The first step in ordering an SSL certificate is generating a Certificate Signing Request. This is very easy to do in IIS7 using the following instructions.
- Click on the Start menu, go to Administrative Tools, and
click on Internet Information Services (IIS) Manager.
- Click on the name of the server in the Connections column on the left.
Double-click on Server Certificates.
- In the Actions column on the right, click on Create Certificate
Request...
- Enter all of the following information about your company and the domain you
are securing and then click Next.
Name
Explanation
Examples
Common Name
The fully qualified domain name (FQDN) of your server. This must match exactly what you type in your web browser or you will receive a name mismatch error.
*.google.com
mail.google.com
Organization
The legal name of your organization. This should not be abbreviated and should include suffixes such as Inc, Corp, or LLC.
Google Inc.
Organizational Unit
The division of your organization handling the certificate. (Most CAs don't validate this field)
IT
Web
City/Locality
The city where your organization is located.
Mountain View
State/province
The state/region where your organization is located. This shouldn't be abbreviated.
California
Country/Region
The two-letter ISO code for the country where your organization is location.
US
GB
- Leave the default Cryptographic Service Provider. Increase the Bit length to
2048 bit or higher. ClickNext.
- Click the button with the three dots and enter a location and filename where you want to save the CSR file. Click Finish.
Install the Certificate
To install your newly acquired SSL certificate in IIS 7, first copy the file somewhere on the server and then follow these instructions:- Click on the Start menu, go to Administrative Tools, and click on Internet Information Services (IIS) Manager.
- Click on the name of the server in the Connections column on the left.
Double-click on Server Certificates.
- In the Actions column on the right, click on Complete Certificate
Request...
- Click the button with the three dots and select the server certificate that
you received from the certificate authority. If the certificate doesn't have a
.cer file extension, select to view all types. Enter any friendly name you want
so you can keep track of the certificate on this server. Click
OK.
- If successful, you will see your newly installed certificate in the list. If you receive an error stating that the request or private key cannot be found, make sure you are using the correct certificate and that you are installing it to the same server that you generated the CSR on. If you are sure of those two things, you may just need to create a new Certificate Request and reissue/replace the certificate. Contact your certificate authority if you have problems with this.
STEP- 2
Bind the Certificate to a website
- In the Connections column on the left, expand the sites folder and click on
the website that you want to bind the certificate to. Click on
Bindings... in the right column.
- Click on the Add... button.
- Change the Type to https and then select the SSL
certificate that you just installed. Click OK.

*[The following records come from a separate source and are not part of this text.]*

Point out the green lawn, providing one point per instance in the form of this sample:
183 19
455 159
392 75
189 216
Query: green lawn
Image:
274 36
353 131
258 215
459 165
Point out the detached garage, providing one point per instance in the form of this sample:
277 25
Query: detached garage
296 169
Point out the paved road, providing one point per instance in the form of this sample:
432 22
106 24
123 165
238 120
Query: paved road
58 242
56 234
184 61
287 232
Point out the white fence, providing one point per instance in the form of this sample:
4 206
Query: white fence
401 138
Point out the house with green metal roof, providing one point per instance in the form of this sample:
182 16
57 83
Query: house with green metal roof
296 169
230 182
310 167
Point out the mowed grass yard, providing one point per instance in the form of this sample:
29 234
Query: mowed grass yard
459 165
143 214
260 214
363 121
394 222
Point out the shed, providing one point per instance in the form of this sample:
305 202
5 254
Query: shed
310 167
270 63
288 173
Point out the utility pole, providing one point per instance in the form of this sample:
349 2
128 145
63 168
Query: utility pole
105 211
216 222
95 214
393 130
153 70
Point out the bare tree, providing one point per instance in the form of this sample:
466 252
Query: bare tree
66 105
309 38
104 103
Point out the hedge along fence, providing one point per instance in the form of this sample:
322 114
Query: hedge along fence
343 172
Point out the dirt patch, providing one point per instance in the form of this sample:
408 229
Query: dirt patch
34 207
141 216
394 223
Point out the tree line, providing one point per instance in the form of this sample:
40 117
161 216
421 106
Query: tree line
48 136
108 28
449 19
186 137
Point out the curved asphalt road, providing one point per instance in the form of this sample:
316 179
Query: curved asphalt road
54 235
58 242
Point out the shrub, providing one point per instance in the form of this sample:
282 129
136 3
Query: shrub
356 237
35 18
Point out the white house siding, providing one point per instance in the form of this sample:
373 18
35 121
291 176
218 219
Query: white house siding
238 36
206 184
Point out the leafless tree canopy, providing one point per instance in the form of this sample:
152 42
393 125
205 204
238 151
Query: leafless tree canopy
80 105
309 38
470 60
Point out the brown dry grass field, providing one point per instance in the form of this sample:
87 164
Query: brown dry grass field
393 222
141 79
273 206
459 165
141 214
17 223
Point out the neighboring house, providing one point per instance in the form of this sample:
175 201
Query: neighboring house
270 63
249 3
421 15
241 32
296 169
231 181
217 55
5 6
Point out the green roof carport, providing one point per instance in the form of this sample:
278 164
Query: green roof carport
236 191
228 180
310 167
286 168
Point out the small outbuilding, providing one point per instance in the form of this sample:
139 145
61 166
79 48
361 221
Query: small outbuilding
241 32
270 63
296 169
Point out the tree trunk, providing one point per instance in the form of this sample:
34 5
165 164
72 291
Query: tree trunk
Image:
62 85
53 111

- You will now see the binding for port 443 listed. Click Close.
Install any Intermediate Certificates
STEP :3if you Have multiple Web server then Please follow the below instructions
Exporting/Backing Up to a .pfx File
- On the Start menu click Run and then type mmc.
- Click File > Add/Remove Snap-in.
- Click Certificates > Add.
- Select Computer Account and then click Next. Select Local Computer and then click Finish. Then close the add standalone snap-in window and the add/remove snap-in window.

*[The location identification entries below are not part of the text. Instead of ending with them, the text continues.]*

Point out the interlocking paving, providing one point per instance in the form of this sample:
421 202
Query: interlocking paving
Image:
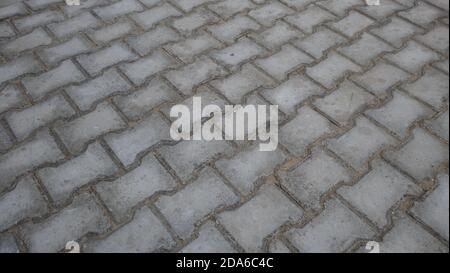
85 151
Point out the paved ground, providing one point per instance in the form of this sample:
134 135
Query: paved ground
85 152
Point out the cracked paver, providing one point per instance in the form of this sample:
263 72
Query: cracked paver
85 152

- Click the + to expand the certificates (local computer) console tree and look for the personal directory/folder. Expand the certificates folder.
- Right-click on the certificate you want to backup and select ALL TASKS > Export.
- Choose Yes, export the private key and include all certificates in
certificate path if possible.
Warning: Do not select the delete private key option. - Leave the default settings and then enter your password if required.
- Choose to save the file and then click Finish. You should receive an "export successful" message. The .pfx file is now saved to the location you selected.
- On the Start menu click Run and then type mmc.
- Click File > Add/Remove Snap-in.
- Click Certificates > Add.
- Select Computer Account and then click Next. Select Local Computer and then click Finish. Then close the add standalone snap-in window and the add/remove snap-in window.
- Click the + to expand the certificates (local computer) console tree and look for the personal directory/folder. Expand the certificates folder.
- Right-click on the certificate you want to backup and select ALL TASKS > Import.
- Follow the certificate import wizard to import your primary certificate from the .pfx file. When prompted, choose to automatically place the certificates in the certificate stores based on the type of the certificate.
Note
Most SSL providers issue server certificates off of an Intermediate certificate so you will need to install this Intermediate certificate to the server as well or your visitors will receive a Certificate Not Trusted Error. You can install each Intermediate certificate (sometimes there is more than one) using these instructions:
- Download the intermediate certificate to a folder on the server.
- Double click the certificate to open the certificate details.
- At the bottom of the General tab, click the Install
Certificate button to start the certificate import wizard. Click
Next.
- Select Place all certificates in the following store and
click Browse.
- Check the Show physical stores checkbox, then expand the Intermediate Certification Authorities folder, select the Local Computer folder beneath it. Click OK. Click Next, then Finishto finish installing the intermediate certificate.